The quantity is increased (polyuria) during absorption of large serous effusions and in many nervous conditions. It is usually much increased in chronic interstitial nephritis, diabetes insipidus, and diabetes mellitus. In these conditions a permanent increase in amount of urine is characteristic—a fact of much value in diagnosis. In diabetes mellitus the urine may, though rarely, reach the enormous amount of 50 liters.

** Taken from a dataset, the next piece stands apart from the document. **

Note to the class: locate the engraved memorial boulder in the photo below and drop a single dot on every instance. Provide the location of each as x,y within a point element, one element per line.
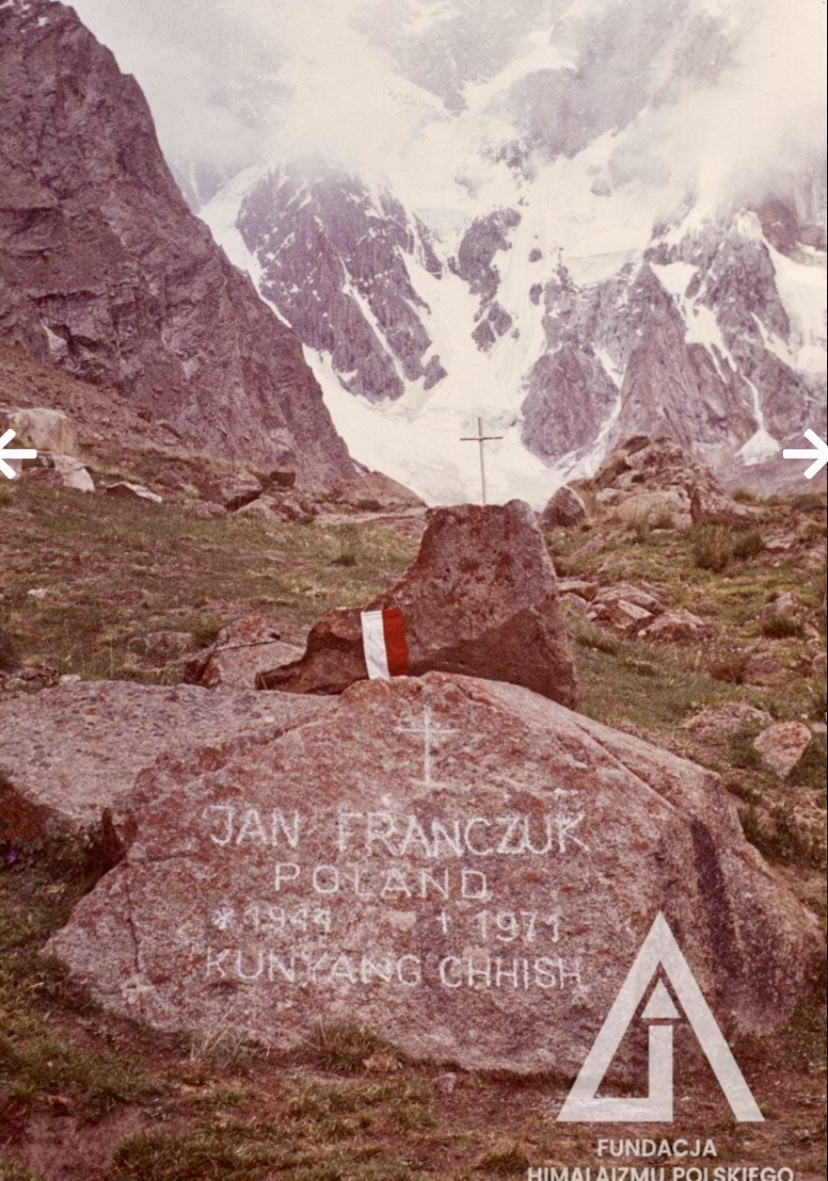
<point>464,867</point>
<point>480,599</point>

The quantity is decreased (oliguria) in severe diarrhea; in fevers; in all conditions which interfere with circulation in the kidney, as poorly compensated heart disease; and in the parenchymatous forms of nephritis. In uremia the urine is usually very greatly decreased and may be entirely suppressed (anuria).
2. Color.—This varies considerably in health, and depends largely upon the quantity of urine voided. The usual color is yellow or reddish-yellow, due to the presence of several pigments, chiefly urochrome. In recording the color Vogel's scale (see [Frontispiece]) is very widely used, the urine being filtered and examined by transmitted light in a glass three or four inches in diameter.
The color is sometimes greatly changed by abnormal pigments. Blood-pigment gives a red or brown, smoky color. Urine containing bile is yellowish or brown, with a yellow foam when shaken. It may assume a greenish hue after standing, owing to oxidation of bilirubin into biliverdin. Ingestion of small amounts of methylene-blue gives a pale green; large amounts give a marked blue. Santonin produces a yellow; rhubarb, senna, cascara, and some other cathartics, a brown color; these change to red upon addition of an alkali, and if the urine be alkaline when voided may cause suspicion of hematuria. Thymol gives a yellowish-green. Following poisoning from phenol and related drugs the urine may have a normal color when voided, but becomes olive-green to brownish-black upon standing. Urine which contains melanin, as sometimes in melanotic sarcoma and, very rarely, in wasting diseases, also becomes brown or black upon long standing.